Once more the Court is tasked to determine the propriety of the issuance of a WPMI. The crux of these consolidated Petitions is the propriety of the WPMI issued by the RTC and upheld by the CA.

As defined by Section 1, Rule 58 of the Rules of Court, a preliminary injunction is an order granted at any stage of an action or proceeding prior to judgment or final order, requiring a party or a court, agency or a person to refrain from a particular act or acts or require the performance of a particular act or acts, in which case it shall be known as a preliminary mandatory injunction.

As to the grounds for its issuance, a preliminary injunction may be granted when it is established that:

(a) the applicant is entitled to the relief demanded, and the whole or part of such relief consists in restraining the commission or continuance of the act or acts complained of, or in requiring the performance of an act or acts, either for a limited period or perpetually;

(b) the commission, continuance or non-performance of the act or acts complained of during the litigation would probably work injustice to the applicant; or

(c) a party, court, agency or a person is doing, threatening, or is attempting to do, or is procuring or suffering to be done, some act or acts probably in violation of the rights of the applicant respecting the subject of the action or proceeding, and tending to render the judgment ineffectual.[68]

The Court enumerated the requisites to justify the issuance of a WPMI in Heirs of Melencio Yu v.

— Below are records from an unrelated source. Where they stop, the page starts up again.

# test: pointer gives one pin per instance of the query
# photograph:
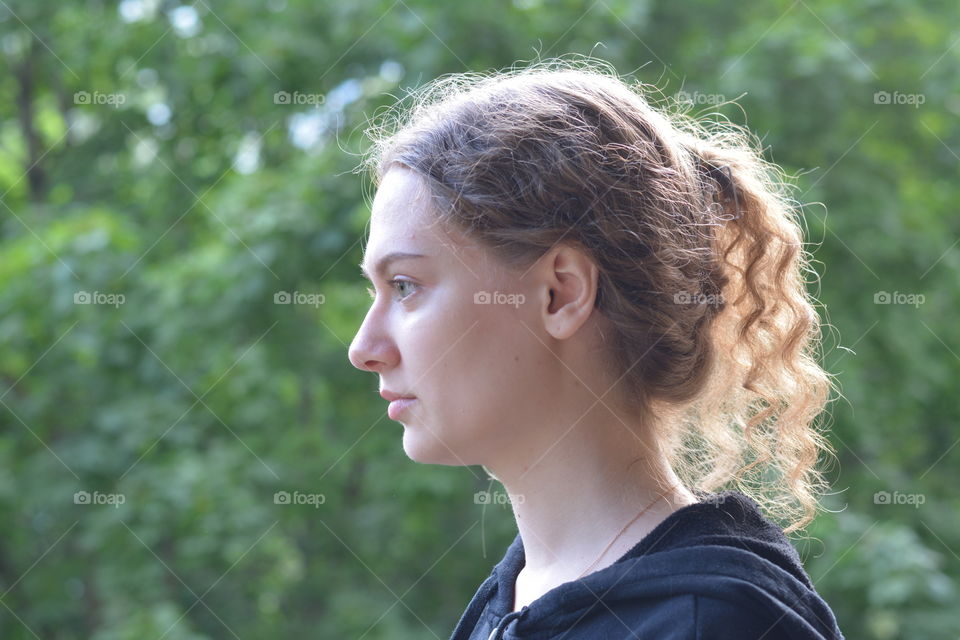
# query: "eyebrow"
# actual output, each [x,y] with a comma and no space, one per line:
[386,260]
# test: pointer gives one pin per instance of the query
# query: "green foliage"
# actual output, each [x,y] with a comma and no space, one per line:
[148,162]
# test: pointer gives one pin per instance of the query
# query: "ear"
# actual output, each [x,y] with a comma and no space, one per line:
[570,278]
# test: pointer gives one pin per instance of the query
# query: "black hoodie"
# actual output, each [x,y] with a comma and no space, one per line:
[714,570]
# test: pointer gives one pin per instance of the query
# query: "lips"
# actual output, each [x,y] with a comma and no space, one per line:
[398,406]
[390,396]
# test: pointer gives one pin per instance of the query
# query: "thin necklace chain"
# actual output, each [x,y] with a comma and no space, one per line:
[635,518]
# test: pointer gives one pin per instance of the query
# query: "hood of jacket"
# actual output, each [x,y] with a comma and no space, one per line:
[715,569]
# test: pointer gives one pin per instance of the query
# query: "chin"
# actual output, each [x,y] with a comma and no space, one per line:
[429,450]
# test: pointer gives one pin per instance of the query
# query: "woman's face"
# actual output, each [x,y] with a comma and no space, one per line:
[453,329]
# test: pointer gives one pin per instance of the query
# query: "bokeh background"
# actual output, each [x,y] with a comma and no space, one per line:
[185,450]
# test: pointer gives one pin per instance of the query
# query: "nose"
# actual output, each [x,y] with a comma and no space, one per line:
[371,349]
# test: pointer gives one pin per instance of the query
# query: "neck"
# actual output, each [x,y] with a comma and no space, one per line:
[572,500]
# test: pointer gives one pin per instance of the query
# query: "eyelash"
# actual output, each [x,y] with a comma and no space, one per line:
[393,283]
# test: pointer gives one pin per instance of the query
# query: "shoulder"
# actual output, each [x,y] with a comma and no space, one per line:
[720,619]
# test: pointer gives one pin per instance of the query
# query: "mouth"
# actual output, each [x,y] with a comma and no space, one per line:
[398,406]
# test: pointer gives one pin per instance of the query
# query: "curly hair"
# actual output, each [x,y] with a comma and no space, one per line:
[697,244]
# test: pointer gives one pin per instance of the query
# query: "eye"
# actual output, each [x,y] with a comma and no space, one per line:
[394,284]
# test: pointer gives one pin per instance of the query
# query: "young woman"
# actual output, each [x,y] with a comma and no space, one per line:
[604,305]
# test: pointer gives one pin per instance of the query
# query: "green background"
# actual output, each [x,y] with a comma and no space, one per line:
[146,153]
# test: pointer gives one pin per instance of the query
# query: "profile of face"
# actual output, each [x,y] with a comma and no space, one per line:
[476,344]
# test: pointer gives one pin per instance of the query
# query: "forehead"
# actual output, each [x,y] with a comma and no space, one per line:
[401,218]
[402,200]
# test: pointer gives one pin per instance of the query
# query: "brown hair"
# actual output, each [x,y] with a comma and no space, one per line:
[699,251]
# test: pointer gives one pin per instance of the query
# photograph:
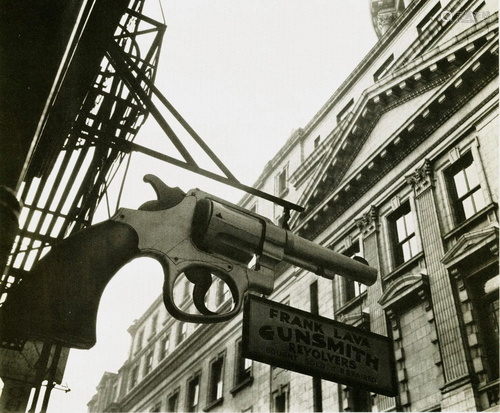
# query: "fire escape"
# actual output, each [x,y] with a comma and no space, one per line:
[70,171]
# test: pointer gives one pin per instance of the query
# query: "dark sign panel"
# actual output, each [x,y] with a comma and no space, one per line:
[295,340]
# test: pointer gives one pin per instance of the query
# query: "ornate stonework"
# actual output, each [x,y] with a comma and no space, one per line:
[384,14]
[369,221]
[422,178]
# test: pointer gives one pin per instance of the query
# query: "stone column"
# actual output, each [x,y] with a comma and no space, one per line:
[368,225]
[453,353]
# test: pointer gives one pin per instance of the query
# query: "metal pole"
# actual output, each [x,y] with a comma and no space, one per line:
[51,377]
[41,367]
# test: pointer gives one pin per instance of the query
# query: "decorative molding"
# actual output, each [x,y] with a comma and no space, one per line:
[422,178]
[369,221]
[470,243]
[414,284]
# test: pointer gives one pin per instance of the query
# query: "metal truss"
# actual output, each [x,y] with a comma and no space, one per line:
[64,197]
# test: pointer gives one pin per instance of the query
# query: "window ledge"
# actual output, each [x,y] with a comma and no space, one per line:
[214,404]
[353,302]
[403,268]
[472,221]
[240,386]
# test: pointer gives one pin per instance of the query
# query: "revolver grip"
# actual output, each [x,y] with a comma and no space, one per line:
[59,298]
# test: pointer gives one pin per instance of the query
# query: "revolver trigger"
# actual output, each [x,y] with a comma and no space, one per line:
[202,280]
[167,196]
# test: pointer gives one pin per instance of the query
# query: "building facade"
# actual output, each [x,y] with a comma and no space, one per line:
[400,166]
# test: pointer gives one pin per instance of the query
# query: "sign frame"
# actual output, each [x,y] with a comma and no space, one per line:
[328,365]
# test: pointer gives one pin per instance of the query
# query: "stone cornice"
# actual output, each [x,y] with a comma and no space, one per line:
[422,178]
[368,222]
[476,73]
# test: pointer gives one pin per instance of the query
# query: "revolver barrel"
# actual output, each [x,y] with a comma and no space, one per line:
[233,232]
[325,262]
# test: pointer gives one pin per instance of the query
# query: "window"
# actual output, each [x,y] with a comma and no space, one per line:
[484,287]
[140,339]
[156,407]
[427,20]
[165,346]
[352,288]
[154,324]
[148,365]
[243,366]
[465,190]
[345,110]
[281,400]
[281,182]
[382,70]
[316,381]
[134,376]
[403,233]
[193,394]
[222,293]
[173,401]
[216,379]
[181,332]
[317,141]
[186,293]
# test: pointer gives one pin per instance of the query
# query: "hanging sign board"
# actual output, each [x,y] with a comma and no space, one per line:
[295,340]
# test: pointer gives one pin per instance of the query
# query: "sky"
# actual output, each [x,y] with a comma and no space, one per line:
[244,74]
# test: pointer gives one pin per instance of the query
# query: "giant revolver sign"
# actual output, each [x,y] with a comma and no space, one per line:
[295,340]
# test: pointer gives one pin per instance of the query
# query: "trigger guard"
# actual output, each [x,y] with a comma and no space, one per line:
[237,287]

Court of Appeals[69] and explained the ramifications of its issuance, to wit:

x x x To justify the issuance of a writ of preliminary mandatory injunction, it must be shown that: (1) the complainant has a clear legal right; (2) such right has been violated and the invasion by the other party is material and substantial; and (3) there is an urgent and permanent necessity for the writ to prevent serious damage.[70] An injunction will not issue to protect a right not in esse, or a right which is merely contingent and may never arise since, to be protected by injunction, the alleged right must be clearly founded on or granted by law or is enforceable as a matter of law.[71] As this Court opined in [Sps.] Dela Rosa v. Heirs of Juan Valdez:[72]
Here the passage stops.